Johnny: I hate to go against the hometown team, but England is a lot better for music than the States are. It's not that they have a better ear. They just care a little more. People are not afraid to go out to a show and admit that they like something. When there is a show in England, English people will read the paper about what is going on that week, and if they read something that they like, they will go out to the show irregardless of whether their friends are going, or whether they are not going to seem cool. They don't care. They just like good music. Here in America, they could read something that grabs their attention, but if none of their friends are going, or they show up and there are ten people there, they will leave. They don't give new music a chance.
AL: What bands inspire you?
Johnny: I don't know why I started playing music. I didn't start listening to music till I was in Middle School. The first album I got was Megadeath. I used to listen to that stuff.
AL: Do you like to read books or watch films?
Johnny: Yeah, we all read. I read Band of Brothers the other day. We all like George P. Pelicanos. We love them. The last film I saw was The Pianist. That was good, but you don't want to be stuck on a plane with someone you don't know watching that.
AL: What other hobbies does the band have?
Johnny: I don't know if I can talk about it. We are all into weird stuff. I can't talk about it.
AL: The band has this whole dark side. It's mysterious. What is up with that?
Johnny: Anything I say will make us look bad. Ian is into gardening.
AL: A lot of models and girls show up to see The Hiss. Do you have comments about that?
Johnny: If you have really long hair like I do and you are shy, your hair goes directly in front of your face and you can't see anything. I rely on what Ian and Todd see because they are aware of what is going on. What they tell me may be lies. They told me that it was a bunch of old guys with canes out there.
AL: You are coming back on tour with Electric Six?
Johnny: Yeah. We are playing three weeks, which is a perfect amount of time. The record just came out here so we are trying to do whatever it takes.
AL: What is your set like?
Johnny: We are playing most of the album. Not everything. We have one new song that we play. We have an older song that didn't make it on the record.
AL: Any advice for young people who want to form a band?

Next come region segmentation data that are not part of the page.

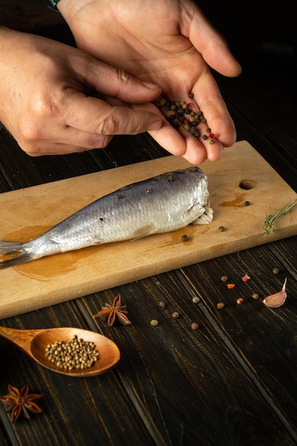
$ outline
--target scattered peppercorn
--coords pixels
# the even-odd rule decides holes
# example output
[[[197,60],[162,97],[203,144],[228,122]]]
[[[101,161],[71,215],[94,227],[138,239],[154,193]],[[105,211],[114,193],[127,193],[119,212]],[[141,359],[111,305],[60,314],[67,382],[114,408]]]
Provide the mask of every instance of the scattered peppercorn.
[[[192,299],[192,301],[193,302],[193,304],[198,304],[199,302],[200,302],[200,298],[198,297],[198,296],[194,296]]]
[[[243,282],[247,282],[250,279],[251,277],[247,274],[244,274],[244,276],[241,277],[241,280]]]
[[[232,288],[234,288],[234,286],[235,286],[235,284],[227,284],[228,289],[231,289]]]

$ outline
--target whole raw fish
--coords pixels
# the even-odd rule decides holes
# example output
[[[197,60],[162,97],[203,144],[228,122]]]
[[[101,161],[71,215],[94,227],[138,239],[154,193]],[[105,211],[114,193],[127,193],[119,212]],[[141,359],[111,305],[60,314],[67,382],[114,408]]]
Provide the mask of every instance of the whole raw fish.
[[[212,220],[207,177],[197,167],[125,186],[28,242],[0,242],[0,269],[92,245],[169,232]]]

Johnny: Don't learn how to play anyone else's songs. Don't ever learn a cover.
(Background noise in the room. Members of BJM, The Warlocks, and Starlite Desperation enter the room.)

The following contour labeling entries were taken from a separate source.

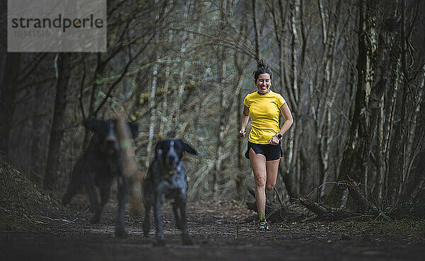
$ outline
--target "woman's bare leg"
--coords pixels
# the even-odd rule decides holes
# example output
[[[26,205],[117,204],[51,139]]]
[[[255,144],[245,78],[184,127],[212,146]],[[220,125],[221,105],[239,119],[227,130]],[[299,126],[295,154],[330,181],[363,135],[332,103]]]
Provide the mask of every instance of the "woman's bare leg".
[[[278,169],[279,168],[279,161],[278,159],[276,161],[266,161],[266,190],[271,190],[276,185],[276,178],[278,178]]]
[[[255,200],[259,213],[266,213],[266,157],[249,149],[249,160],[255,178]]]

AL: We have Anton Newcombe here talking really loud. I guess that means the interview is over. When did The Hiss start as a band?
Anton: I am not actually in The Hiss. I am a fan. I am a fan of really good music. That is why I am here. The show in San Diego last night was really great.

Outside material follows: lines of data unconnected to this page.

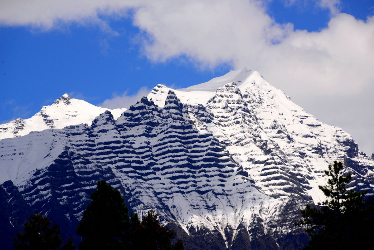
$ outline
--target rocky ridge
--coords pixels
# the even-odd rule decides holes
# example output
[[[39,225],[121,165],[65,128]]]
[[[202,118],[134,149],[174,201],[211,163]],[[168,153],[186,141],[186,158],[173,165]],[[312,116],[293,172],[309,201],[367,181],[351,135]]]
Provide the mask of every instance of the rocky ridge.
[[[353,173],[351,188],[373,193],[374,161],[349,135],[245,68],[158,85],[116,120],[106,111],[91,125],[4,139],[0,183],[67,235],[104,179],[141,216],[155,210],[186,249],[298,249],[307,238],[293,222],[324,199],[318,186],[334,160]]]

AL: You are following the whole tour then?
Anton: I have my own shit I have to do.
AL: You should be making your next record.
Anton: I am. My records are doing so well that I can come and see other bands and feel inspired. I can bring that back to the studio.
AL: You have this new single "We Are The Radio." Let's talk about that.
Anton: There is another song now. We have shit going off.
Jason: Everyone seems to know about that song.